Under the terms of that deal, the pharma group will pay Oxford Biomedica £15m (US$20m) upfront as a capacity reservation fee.
Subject to satisfactory scale up of manufacturing capacity and continuation of the vaccine programme, Oxford Biomedica would expect to receive additional revenue in excess of £35m plus certain materials costs for the manufacture of multiple large-scale batches of AZD1222 until the end of 2021.
As part of the agreement, Oxford Biomedica is reserving capacity for AstraZeneca in up to three manufacturing suites in the Group’s new 7,800 m2 commercial manufacturing centre, Oxbox, for an initial 18-month period. That new GMP facility is suitable for manufacturing viral vectored vaccines and gene therapy vectors up to 1,000 litre scale.
The partners said the pooled analysis included data from the COV002 Phase II/III trial in the UK and COV003 Phase III trial in Brazil.

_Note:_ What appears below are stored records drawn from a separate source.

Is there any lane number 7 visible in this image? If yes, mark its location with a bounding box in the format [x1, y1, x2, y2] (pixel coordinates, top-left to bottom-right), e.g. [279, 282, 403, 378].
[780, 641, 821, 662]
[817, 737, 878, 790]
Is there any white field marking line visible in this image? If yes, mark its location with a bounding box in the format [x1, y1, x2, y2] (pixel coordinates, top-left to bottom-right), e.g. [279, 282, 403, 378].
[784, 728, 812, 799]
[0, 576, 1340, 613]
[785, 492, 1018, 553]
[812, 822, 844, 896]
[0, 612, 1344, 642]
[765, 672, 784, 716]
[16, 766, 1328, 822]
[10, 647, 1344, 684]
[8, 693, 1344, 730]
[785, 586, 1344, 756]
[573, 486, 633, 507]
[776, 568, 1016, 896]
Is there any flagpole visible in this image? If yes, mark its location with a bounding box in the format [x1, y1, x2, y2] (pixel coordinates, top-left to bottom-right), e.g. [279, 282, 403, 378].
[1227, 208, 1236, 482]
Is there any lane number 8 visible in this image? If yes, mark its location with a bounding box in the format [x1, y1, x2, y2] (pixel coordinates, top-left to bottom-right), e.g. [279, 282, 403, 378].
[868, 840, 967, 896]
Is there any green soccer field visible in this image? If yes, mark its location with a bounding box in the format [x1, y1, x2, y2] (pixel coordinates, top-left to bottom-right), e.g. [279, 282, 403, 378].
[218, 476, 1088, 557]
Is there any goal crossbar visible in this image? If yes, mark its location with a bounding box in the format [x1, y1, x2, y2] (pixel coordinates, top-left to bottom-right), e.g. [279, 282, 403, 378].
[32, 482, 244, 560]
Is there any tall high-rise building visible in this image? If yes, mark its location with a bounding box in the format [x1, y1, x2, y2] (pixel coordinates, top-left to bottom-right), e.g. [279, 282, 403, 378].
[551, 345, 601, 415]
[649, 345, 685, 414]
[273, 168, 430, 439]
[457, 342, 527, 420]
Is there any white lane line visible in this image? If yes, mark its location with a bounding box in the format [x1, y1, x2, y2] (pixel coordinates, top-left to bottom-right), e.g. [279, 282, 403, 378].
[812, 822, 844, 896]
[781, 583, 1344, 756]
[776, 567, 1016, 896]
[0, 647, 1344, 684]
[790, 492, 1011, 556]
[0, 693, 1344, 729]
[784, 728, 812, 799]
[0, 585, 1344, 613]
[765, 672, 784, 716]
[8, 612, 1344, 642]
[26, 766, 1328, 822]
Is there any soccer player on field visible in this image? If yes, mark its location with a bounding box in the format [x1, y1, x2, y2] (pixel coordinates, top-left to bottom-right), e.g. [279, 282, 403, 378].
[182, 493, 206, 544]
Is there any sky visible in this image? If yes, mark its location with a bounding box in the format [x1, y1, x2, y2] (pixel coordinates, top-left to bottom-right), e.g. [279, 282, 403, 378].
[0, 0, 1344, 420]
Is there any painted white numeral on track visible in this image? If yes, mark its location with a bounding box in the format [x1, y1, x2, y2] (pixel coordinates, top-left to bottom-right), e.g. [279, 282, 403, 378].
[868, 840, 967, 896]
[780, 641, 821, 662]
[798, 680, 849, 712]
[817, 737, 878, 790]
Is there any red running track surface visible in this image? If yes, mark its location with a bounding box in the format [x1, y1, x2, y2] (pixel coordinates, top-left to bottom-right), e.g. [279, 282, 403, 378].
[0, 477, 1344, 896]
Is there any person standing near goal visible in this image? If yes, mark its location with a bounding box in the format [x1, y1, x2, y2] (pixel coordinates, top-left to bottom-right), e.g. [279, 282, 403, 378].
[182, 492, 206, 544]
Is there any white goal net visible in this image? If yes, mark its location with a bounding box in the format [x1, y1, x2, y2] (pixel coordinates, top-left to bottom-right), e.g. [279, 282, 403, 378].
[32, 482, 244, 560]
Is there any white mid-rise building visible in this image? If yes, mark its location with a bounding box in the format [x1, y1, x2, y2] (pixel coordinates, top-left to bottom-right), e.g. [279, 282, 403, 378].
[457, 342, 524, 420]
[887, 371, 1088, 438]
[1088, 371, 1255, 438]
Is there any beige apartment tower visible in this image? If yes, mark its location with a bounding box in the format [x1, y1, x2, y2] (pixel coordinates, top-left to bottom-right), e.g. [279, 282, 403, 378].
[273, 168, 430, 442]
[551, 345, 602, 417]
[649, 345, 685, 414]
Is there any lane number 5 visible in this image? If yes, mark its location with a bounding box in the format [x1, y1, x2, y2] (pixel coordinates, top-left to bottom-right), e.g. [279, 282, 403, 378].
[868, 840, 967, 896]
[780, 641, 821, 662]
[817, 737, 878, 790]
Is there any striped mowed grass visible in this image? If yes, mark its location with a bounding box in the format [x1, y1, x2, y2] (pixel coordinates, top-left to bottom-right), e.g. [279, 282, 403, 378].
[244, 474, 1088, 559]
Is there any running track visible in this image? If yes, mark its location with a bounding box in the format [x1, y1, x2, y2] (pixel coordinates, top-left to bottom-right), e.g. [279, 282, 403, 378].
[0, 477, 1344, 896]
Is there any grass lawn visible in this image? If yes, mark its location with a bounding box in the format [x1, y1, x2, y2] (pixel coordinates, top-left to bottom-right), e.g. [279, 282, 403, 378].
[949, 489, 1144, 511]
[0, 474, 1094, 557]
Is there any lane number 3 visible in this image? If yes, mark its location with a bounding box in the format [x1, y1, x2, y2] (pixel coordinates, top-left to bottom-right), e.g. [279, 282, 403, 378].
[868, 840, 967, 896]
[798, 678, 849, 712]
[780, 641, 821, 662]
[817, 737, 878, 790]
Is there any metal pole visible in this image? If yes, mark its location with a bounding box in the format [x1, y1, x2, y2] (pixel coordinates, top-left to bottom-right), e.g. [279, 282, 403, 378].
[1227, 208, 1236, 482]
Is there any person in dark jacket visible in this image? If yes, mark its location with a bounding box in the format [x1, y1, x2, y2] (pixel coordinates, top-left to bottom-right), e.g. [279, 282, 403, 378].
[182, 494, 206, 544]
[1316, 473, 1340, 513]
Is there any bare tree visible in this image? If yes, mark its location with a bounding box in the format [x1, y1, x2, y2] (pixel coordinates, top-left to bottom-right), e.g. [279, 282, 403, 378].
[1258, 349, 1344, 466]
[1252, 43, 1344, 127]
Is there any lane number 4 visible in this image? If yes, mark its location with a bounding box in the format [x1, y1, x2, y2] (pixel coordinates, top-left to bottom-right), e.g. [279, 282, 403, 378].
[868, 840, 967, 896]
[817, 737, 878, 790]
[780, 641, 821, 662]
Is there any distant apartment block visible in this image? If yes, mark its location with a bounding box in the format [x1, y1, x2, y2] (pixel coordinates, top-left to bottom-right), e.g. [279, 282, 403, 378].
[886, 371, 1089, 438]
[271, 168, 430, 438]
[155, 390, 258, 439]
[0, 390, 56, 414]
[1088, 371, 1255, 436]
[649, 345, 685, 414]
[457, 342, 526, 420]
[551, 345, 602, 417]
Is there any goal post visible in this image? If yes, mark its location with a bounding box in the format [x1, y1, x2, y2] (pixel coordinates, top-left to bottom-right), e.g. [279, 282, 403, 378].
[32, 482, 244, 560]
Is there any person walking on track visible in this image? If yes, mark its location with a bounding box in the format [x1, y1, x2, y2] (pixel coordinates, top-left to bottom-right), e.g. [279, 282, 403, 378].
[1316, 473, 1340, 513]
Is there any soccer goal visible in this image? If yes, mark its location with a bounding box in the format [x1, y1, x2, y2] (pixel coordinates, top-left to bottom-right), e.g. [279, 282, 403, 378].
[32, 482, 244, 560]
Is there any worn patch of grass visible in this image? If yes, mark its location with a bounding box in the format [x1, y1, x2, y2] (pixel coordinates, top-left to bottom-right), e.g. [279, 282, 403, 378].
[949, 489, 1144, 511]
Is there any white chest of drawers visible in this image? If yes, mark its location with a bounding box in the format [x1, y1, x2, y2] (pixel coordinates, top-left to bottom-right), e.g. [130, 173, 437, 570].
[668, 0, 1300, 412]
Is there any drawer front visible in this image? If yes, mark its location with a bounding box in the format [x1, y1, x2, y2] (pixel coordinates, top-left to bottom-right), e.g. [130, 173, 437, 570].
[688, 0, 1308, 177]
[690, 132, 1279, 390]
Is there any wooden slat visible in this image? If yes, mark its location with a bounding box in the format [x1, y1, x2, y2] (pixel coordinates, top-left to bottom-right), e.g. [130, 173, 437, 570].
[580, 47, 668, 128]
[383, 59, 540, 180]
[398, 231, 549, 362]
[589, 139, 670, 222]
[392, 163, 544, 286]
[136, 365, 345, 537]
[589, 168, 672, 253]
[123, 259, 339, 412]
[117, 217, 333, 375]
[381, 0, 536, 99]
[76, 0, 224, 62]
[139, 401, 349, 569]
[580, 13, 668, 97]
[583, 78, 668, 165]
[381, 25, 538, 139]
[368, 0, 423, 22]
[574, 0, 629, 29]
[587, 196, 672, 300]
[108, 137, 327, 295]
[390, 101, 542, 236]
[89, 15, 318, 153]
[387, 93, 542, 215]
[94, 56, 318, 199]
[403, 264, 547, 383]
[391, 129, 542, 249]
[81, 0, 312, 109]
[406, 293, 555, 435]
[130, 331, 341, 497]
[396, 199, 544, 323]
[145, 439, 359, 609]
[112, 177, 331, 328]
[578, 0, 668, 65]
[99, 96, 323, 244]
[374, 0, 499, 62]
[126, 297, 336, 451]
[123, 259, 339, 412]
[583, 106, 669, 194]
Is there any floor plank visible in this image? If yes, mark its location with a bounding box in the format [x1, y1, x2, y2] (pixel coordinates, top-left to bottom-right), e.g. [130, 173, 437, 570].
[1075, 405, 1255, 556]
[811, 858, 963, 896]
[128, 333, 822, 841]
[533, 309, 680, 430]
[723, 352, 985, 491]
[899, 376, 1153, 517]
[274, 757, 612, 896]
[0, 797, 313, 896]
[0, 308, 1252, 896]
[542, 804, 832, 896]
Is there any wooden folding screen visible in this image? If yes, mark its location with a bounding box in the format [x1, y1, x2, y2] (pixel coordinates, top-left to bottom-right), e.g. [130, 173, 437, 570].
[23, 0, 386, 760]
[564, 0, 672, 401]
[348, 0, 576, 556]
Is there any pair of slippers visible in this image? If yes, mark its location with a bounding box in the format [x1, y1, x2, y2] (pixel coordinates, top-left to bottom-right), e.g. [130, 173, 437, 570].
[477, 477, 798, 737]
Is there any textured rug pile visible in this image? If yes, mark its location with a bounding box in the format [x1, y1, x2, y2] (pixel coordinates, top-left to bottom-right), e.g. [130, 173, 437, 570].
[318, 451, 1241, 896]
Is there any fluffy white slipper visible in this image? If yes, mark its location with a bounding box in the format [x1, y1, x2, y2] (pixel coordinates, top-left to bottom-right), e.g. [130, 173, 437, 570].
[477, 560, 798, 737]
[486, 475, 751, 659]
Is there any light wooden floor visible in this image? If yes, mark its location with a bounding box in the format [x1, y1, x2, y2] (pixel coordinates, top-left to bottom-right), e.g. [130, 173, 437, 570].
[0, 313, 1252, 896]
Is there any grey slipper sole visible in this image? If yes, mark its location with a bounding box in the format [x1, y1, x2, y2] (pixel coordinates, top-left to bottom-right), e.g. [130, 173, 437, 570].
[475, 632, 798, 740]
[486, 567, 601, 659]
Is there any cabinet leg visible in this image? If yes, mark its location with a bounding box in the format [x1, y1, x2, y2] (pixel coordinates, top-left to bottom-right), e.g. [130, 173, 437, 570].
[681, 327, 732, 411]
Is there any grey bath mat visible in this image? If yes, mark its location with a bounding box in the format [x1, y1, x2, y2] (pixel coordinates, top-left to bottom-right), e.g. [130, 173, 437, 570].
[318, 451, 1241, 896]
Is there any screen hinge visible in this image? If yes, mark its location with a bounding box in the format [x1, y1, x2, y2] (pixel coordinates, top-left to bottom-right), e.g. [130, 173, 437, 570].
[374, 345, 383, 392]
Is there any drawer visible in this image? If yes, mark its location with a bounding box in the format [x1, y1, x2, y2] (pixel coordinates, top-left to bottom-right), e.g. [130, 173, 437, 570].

COV002 is a single-blinded, multi-center, randomized, controlled Phase II/III trial assessing the safety, efficacy and immunogenicity of AZD1222 in 12,390 participants in the UK. Trial participants to date are aged 18 years or over, who are healthy or have medically stable chronic diseases and are at increased risk for being exposed to the SARS-CoV-2 virus. Participants receive one or two intramuscular doses of a half dose (~2.5 x1010 viral particles) or full dose (~5x1010 viral particles) of AZD1222 or comparator, meningococcal vaccine MenACWY. Participants have blood samples drawn and clinical assessments for safety as well as immunogenicity at multiple timepoints up to one-year post-vaccination. Suspected cases presenting with compatible symptoms were tested for virological confirmation by COVID-19 PCR. In addition, weekly swabbing are done for detection of infection and assessment of vaccine efficacy against infection.
COV003 is a single-blinded, multi-center, randomized, controlled Phase III trial assessing the safety, efficacy, and immunogenicity of AZD1222 in 10,300 participants in Brazil. Trial participants to date are aged 18 years or over, who are healthy or have medically stable chronic diseases and are at increased risk for being exposed to the SARS-CoV-2 virus. Participants are randomized to receive two intramuscular doses of a full dose (~5x1010 viral particles) of AZD1222 or comparator, meningococcal vaccine MenACWY as first dose and a saline placebo as second dose. Participants have blood samples drawn and clinical assessments for safety as well as immunogenicity at multiple timepoints up to one-year post-vaccination. Suspected cases presenting with compatible symptoms were tested for virological confirmation by COVID-19 PCR.
AZD1222 was co-invented by the University of Oxford and its spin-out company, Vaccitech. It uses a replication-deficient chimpanzee viral vector based on a weakened version of a common cold virus (adenovirus) that causes infections in chimpanzees and contains the genetic material of the SARS-CoV-2 virus spike protein. After vaccination, the surface spike protein is produced, priming the immune system to attack the SARS-CoV-2 virus if it later infects the body.